La campagna di vendita 2022/2023 si è aperta con alcuni elementi anomali rispetto alla consuetudine
(come vi abbiamo descritto nell’articolo di ieri e di mercoledì), in continuità con la campagna appena
conclusasi.

Insieme al risicoltore Giacomo Mezza, presidente di Anga Vercelli-Biella, abbiamo deciso di analizzare i temi
caldi del momento. «L’offerta sembra poco disposta alla vendita in questo momento, avendo
ormai potuto quantificare i problemi di produzione e resa occorsi in questa difficile campagna. La partenza
dei listini è in linea con le mie aspettative in tutte le voci. Di riso per il mercato interno ne avremo poco,
viste le note difficoltà irrigue occorse in diversi areali risicoli vocati ad esso. Sapevamo, inoltre, che con il
decadimento della clausola e il calo dei noli di trasporto si sarebbe visto un flusso di importazioni in crescita
e sapevamo che questo avrebbe interessato maggiormente gruppi come tondo e lungo B. Quest’ultimo in
particolare comprende, in esclusiva, i risi con tecnologia Provisia, che è adottata necessariamente da
moltissimi risicoltori ormai e dovrebbe aver coperto 44mila ha di superficie a riso in questa campagna.
La produzione è stata complessa anche nelle zone non colpite dalla siccità, dove si sono riscontrati
importanti cali nelle rese a causa, probabilmente, delle elevatissime temperature registrate in fioritura.
Anche questo fattore, però, potrebbe aver influito meno sugli “indica”, maggiormente adatti ai climi caldi,
oltre che meno coltivati nelle zone più colpite dalla siccità.

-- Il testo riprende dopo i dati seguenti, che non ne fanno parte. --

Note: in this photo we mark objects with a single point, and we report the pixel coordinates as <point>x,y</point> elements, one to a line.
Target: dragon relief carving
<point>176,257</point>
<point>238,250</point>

Anche i tondi sembrano non avere problemi di
disponibilità, forse in seguito al maggior investimento di superficie fatto nella scorsa primavera a causa dei
prezzi elevati. Questi fattori potrebbero portarci ad avere un mercato spaccato in due nel corso di questa
annata, con varietà molto più apprezzate di altre ma poco disponibili.
In definitiva mi auguro che i prezzi possano assorbire le spese produttive, che abbiamo visto crescere molto
nell’ultima campagna, e magari tamponare i danni da siccità grazie al prezzo ancora più premiante proprio
per i risi maggiormente coltivati dove questa ha colpito in modo importante». Autore Ezio Bosso.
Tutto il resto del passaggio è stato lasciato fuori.